En ce qui concerne la taxe sur la valeur ajoutée :
4. Aux termes de l'article 256 du code général des impôts : " I. Sont soumises à la taxe sur la valeur ajoutée les livraisons de biens et les prestations de services effectuées à titre onéreux par un assujetti agissant en tant que tel. (...) ". Aux termes de l'article 259 du même code, dans sa version applicable à la période d'imposition litigieuse : " Le lieu des prestations de services est réputé se situer en France lorsque le prestataire a en France le siège de son activité ou un établissement stable à partir duquel le service est rendu ou, à défaut, son domicile ou sa résidence habituelle. ".
5. Pour l'application de ces dispositions, qui résultent de la transposition en droit interne de l'article 9 de la directive 77/388/CEE du 17 mai 1977 en matière d'harmonisation des législations des Etats membres relatives aux taxes sur le chiffre d'affaires, il convient, comme la Cour de justice des Communautés européennes l'a jugé notamment dans ses arrêts Berkholz du 4 juillet 1985 (C-168/84, points 17 et 18) et ARO Lease BV du 17 juillet 1997 (C-190/95, points 15 et 16), de déterminer le point de rattachement des services rendus afin d'établir le lieu des prestations de services.

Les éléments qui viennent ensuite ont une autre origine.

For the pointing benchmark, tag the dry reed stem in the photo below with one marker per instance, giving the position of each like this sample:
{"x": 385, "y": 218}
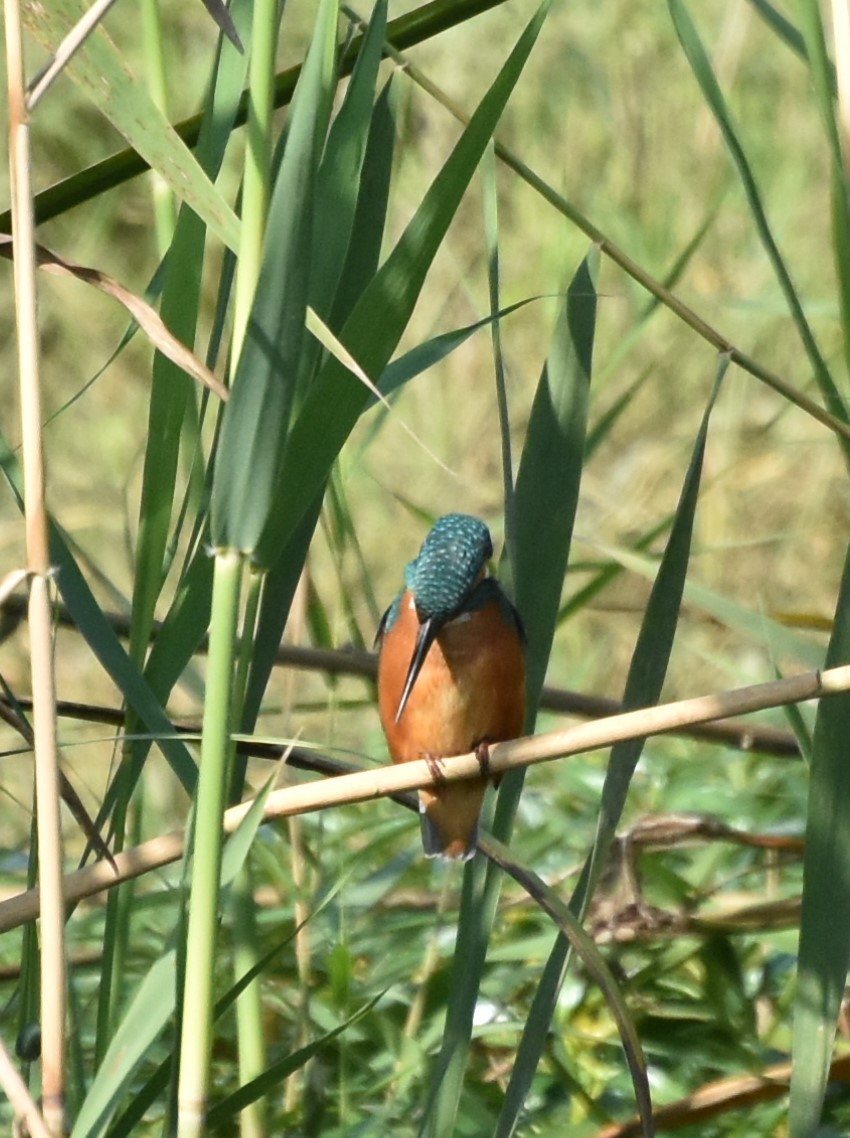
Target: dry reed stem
{"x": 68, "y": 47}
{"x": 38, "y": 552}
{"x": 381, "y": 782}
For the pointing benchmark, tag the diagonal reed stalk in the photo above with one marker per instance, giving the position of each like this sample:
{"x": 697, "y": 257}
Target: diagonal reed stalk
{"x": 381, "y": 782}
{"x": 54, "y": 996}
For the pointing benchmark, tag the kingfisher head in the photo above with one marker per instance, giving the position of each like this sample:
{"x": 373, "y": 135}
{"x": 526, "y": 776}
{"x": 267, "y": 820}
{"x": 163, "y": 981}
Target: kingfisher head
{"x": 453, "y": 559}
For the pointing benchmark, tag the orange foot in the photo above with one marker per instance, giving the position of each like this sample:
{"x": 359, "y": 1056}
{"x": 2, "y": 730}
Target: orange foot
{"x": 483, "y": 753}
{"x": 435, "y": 769}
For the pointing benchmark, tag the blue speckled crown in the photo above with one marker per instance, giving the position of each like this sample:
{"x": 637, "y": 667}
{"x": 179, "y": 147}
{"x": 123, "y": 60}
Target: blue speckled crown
{"x": 451, "y": 559}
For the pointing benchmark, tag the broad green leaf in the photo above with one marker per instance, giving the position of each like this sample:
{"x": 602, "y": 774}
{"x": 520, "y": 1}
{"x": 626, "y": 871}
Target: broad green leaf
{"x": 149, "y": 1011}
{"x": 277, "y": 1072}
{"x": 170, "y": 393}
{"x": 339, "y": 174}
{"x": 370, "y": 216}
{"x": 153, "y": 1005}
{"x": 99, "y": 69}
{"x": 336, "y": 398}
{"x": 100, "y": 636}
{"x": 824, "y": 950}
{"x": 403, "y": 32}
{"x": 256, "y": 418}
{"x": 643, "y": 687}
{"x": 545, "y": 503}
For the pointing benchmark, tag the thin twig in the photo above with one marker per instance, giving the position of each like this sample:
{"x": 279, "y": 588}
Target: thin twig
{"x": 745, "y": 736}
{"x": 382, "y": 782}
{"x": 68, "y": 47}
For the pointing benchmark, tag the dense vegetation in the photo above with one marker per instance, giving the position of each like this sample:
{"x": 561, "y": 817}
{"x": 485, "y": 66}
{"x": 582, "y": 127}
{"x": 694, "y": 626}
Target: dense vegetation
{"x": 620, "y": 336}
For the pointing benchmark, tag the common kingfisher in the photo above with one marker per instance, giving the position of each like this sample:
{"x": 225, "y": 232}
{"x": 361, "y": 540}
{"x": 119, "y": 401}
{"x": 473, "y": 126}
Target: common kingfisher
{"x": 451, "y": 674}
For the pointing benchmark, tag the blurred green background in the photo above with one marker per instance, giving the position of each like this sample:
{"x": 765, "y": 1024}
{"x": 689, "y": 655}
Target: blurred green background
{"x": 609, "y": 114}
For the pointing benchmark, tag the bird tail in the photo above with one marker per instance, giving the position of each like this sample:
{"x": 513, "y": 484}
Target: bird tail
{"x": 443, "y": 840}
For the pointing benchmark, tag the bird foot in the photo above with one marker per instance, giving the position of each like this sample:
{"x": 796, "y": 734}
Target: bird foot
{"x": 483, "y": 753}
{"x": 435, "y": 769}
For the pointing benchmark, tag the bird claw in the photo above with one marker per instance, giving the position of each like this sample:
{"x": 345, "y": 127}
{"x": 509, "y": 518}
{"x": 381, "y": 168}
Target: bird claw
{"x": 435, "y": 769}
{"x": 483, "y": 753}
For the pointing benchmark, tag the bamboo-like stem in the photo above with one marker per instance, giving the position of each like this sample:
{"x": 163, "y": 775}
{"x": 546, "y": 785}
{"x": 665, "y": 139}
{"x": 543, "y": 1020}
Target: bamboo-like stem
{"x": 242, "y": 910}
{"x": 355, "y": 662}
{"x": 38, "y": 554}
{"x": 381, "y": 782}
{"x": 198, "y": 997}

L'endroit où le prestataire a établi le siège de son activité économique apparaît comme un point de rattachement prioritaire, la prise en considération d'un autre établissement à partir duquel la prestation de services est rendue ne présentant un intérêt que dans le cas où le rattachement au siège ne conduit pas à une solution rationnelle du point de vue fiscal ou crée un conflit avec un autre État membre. Un établissement ne peut être utilement regardé, par dérogation au critère prioritaire du siège, comme lieu des prestations de services d'un assujetti, que s'il présente un degré suffisant de permanence et une structure apte, du point de vue de l'équipement humain et technique, à rendre possibles, de manière autonome, les prestations de services considérées.

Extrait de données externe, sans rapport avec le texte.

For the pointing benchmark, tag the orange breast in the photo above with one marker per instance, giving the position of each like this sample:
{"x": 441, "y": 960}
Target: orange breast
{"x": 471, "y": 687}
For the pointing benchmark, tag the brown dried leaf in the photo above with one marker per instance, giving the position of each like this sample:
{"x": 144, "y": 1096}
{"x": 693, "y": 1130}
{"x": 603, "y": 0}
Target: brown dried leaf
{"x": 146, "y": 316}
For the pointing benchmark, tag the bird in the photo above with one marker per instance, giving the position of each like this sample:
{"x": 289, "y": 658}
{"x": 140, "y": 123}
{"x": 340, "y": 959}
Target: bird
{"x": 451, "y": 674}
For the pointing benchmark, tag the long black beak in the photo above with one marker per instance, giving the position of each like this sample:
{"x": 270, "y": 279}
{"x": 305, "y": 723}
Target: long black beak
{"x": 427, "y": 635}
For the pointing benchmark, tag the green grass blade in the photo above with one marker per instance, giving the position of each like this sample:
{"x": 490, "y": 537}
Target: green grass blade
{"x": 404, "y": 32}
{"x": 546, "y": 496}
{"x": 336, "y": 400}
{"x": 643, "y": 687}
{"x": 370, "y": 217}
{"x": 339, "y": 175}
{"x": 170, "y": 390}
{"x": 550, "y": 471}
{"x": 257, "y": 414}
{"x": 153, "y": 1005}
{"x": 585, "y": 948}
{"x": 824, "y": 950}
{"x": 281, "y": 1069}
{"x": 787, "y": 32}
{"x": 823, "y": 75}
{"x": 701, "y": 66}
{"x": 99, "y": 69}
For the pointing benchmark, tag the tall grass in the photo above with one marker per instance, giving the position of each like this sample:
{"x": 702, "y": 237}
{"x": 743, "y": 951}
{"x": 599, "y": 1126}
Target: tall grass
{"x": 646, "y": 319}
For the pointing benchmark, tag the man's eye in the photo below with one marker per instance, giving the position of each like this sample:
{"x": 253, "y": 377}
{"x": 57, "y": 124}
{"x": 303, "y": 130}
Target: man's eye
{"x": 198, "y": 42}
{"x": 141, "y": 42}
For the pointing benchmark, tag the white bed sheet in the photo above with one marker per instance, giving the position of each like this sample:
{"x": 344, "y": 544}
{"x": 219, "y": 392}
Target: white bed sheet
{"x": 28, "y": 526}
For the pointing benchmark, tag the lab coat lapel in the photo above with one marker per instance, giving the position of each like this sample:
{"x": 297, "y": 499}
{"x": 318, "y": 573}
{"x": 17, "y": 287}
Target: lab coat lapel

6. Il résulte de ce qui a été dit au point 3 que le rattachement au siège luxembourgeois de la société de l'activité d'installation de sites de télécommunication, à partir duquel cette activité économique n'est pas exercée, conduit à une solution qui n'est pas rationnelle du point de vue fiscal. En revanche, il résulte de ce qui a été dit précédemment que la SARL CMR Lux a un établissement stable en France à partir duquel ses services ont été rendus au sens des dispositions précitées de l'article 259 du code général des impôts dès lors que cet établissement présentait un degré suffisant de permanence et une structure apte, du point de vue de l'équipement humain et technique, à rendre possibles, de manière autonome, les prestations de services considérées. Par suite, c'est à bon droit que l'administration a estimé qu'au regard des principes régissant la territorialité de la taxe sur la valeur ajoutée, la société requérante disposait d'un établissement stable en France et qu'il y avait lieu d'y rattacher les prestations de services en cause.
Sur la régularité de la procédure d'imposition :
7. En premier lieu, aux termes de l'article L. 56 du livre des procédures fiscales : " La procédure de rectification contradictoire n'est pas applicable : (...) 4° Dans les cas de taxation ou évaluation d'office des bases d'imposition ; (...) ". Aux termes de l'article L. 59 du même livre relatif à la procédure de rectification contradictoire : " Lorsque le désaccord persiste sur les rectifications notifiées, l'administration, si le contribuable le demande, soumet le litige à l'avis soit de la commission départementale des impôts directs et des taxes sur le chiffre d'affaires prévue à l'article 1651 du code général des impôts (...) ".
8. La SARL CM Lux, qui ne conteste pas avoir à bon droit fait l'objet d'impositions établies sur des bases évaluées ou taxées d'office, n'est pas fondée à soutenir que l'administration aurait, en rayant la mention relative à la saisine de la commission départementale des impôts directs et des taxes sur le chiffre d'affaires, irrégulièrement refusé de lui accorder la possibilité de saisir cette commission, dont la consultation n'est prévue que dans le cadre de la procédure de rectification contradictoire. Par suite, le moyen tiré de la méconnaissance de l'article L. 59 du livre des procédures fiscales doit être écarté.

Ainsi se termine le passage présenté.